Looking back they seem to, but it doesn't seem like a proportional decrease to what's happening on screen. It seems like after a building's fall had been calculated there should be a sharp decrease in computing power necessary.

I'm not so sure about the "Xbox One computing power" claims, but it's impressive tech nonetheless.
 

big_z

Member
So it sounds like the environmental destruction stuff will only be for MP because of the cloud utilization? Seems like you can allow it for SP as well as long as my XB1 is online while I'm playing. Hopefully they don't lock it out completely, because I love that kind of shit. EDF, EDF, EDF!

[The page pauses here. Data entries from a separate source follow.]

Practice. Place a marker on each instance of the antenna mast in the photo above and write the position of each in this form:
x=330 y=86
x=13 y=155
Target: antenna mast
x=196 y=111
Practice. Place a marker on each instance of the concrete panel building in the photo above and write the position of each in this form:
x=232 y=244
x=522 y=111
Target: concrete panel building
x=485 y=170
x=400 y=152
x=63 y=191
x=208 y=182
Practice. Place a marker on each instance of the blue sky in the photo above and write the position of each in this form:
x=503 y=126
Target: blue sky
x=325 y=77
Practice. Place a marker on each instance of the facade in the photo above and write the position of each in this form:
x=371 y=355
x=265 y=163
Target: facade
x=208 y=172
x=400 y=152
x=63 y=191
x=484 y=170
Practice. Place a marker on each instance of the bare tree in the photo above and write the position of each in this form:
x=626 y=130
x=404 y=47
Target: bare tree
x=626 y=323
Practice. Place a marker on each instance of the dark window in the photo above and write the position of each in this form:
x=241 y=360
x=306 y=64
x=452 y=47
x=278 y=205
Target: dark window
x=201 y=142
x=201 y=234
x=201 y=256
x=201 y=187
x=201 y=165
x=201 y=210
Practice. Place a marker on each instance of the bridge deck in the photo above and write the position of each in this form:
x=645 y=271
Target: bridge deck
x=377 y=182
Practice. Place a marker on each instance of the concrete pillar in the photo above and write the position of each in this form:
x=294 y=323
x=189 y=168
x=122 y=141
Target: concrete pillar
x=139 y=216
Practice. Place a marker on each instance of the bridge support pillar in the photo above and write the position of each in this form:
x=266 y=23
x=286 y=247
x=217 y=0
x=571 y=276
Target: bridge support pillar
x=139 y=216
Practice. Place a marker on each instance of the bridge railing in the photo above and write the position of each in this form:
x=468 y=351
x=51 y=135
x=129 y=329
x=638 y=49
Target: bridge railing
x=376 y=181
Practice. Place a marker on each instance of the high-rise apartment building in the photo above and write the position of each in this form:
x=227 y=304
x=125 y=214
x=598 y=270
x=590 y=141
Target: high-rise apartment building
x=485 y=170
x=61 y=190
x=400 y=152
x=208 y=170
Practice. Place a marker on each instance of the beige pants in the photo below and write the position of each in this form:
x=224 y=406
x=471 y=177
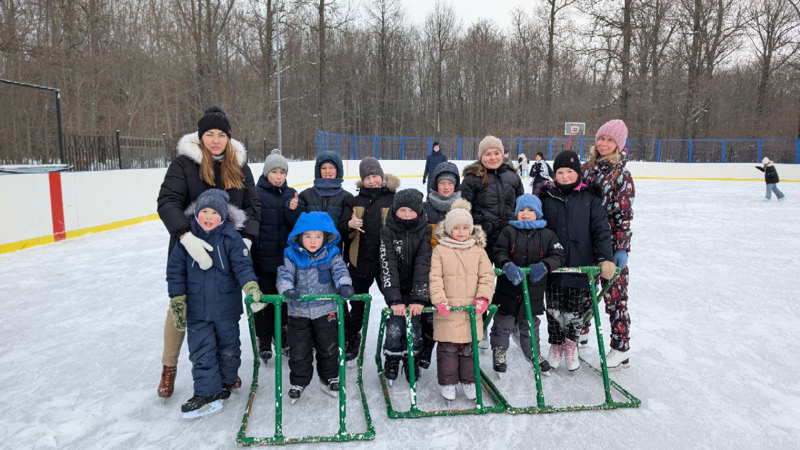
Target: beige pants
x=173 y=339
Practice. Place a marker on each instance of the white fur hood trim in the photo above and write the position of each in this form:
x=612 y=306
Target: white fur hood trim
x=189 y=146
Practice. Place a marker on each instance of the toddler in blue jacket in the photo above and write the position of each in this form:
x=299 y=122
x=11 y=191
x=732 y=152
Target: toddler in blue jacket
x=313 y=265
x=208 y=303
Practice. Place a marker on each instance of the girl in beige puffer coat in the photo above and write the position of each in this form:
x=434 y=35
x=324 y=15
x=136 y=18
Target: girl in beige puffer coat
x=461 y=274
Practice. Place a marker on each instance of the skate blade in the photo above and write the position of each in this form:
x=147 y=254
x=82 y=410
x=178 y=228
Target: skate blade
x=211 y=408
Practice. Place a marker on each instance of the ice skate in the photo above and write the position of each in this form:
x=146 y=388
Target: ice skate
x=616 y=360
x=295 y=392
x=201 y=406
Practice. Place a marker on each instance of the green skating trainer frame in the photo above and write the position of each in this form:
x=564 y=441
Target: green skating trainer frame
x=541 y=407
x=480 y=378
x=278 y=438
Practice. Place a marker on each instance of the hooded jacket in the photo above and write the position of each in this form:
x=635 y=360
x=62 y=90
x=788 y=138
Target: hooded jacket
x=274 y=227
x=182 y=185
x=493 y=204
x=321 y=272
x=362 y=250
x=618 y=191
x=405 y=261
x=458 y=277
x=579 y=220
x=321 y=197
x=215 y=293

he mentions blowing out the base of the building to bring a king pin boss to you instead of climbing a building the old crackdown way. to me that sounds like the destruction applies to the single player. my guess is that they will gate your ability to destroy buildings as the game progresses.




I wonder how long the rubble on the ground will stay around for in a match. Destruction is only half the battle, I also want to feel like I'm fighting in a constantly evolving battleground. I hope the wreckage from the buildings doesn't just disappear as it hits the ground.

watching the video provides a lot of information on how the destruction works. all the destruction remains in world.
 

Torment

Banned
Right. I want to see what that looks like.

Also, why do the CPU bars never decrease?

If 20x was talking about total use rather than use of CPU power at any one moment then I don't even really know what "20x the computing power of an Xbox One means". Doesn't an Xbox One use the extent of its CPU power in many different situations in a single play session?

Because of multi-threading where it sharing the work evenly so no latency is ever perceptible.
 

xblarcade

Member
Slightly Off-Topic:
I've never seen information about MS adding GPU Compute into their cloud infrastructure but I wonder if this something they'd use to increase their compute density if not already doing so. I think it would be nice to see high end GPUs on the PC pick up some of the slack if games using this tech ever made it to the PC which may allow players to enjoy some of the benefits of online destruction in offline scenarios.

Considering the back and forth of features between Azure and AWS, and the fact that AWS does have GPU clustering in the cloud, I wouldn't be surprised if this is hosted on a pre-release Azure offering.
 
I said what I said yesterday, that it was a premature/immature bump. I was not arguing tech, just the hilarious lameness of the bump that was fanaticaly motivated only, as well as a juvenile wanna-be "call out" right here.

But keep fighting your warz. Go team go!
It was warranted. That thread was an insane and immense pile of crap and still continues to be. You even see it trying to hold on in here. Crow doesn't taste that bad, don't fight it.
 
I think destruction will be wholly toned down in the single player, but that there will be big set-piece destruction moments that will still occur.
 

Dynasty

Member
So basically in that video the guy said you can either climb this huge heavy fortified building to reach the top to assassinate the gang owner or you can stand at the street and shoot mindlessly at a stationary object for a few minutes until it falls...

I get that destruction is fun but not at expense of interesting gameplay.

I think this demo was just to show us the destructibility of the game, I'm sure they'll make it challenging. Maybe the building will shoot back while enemies distract you.
 
I said what I said yesterday, that it was a premature/immature bump. I was not arguing tech, just the hilarious lameness of the bump that was fanaticaly motivated only, as well as a juvenile wanna-be "call out" right here.

But keep fighting your warz. Go team go!

Can't you just for once admit that you may have been proven wrong?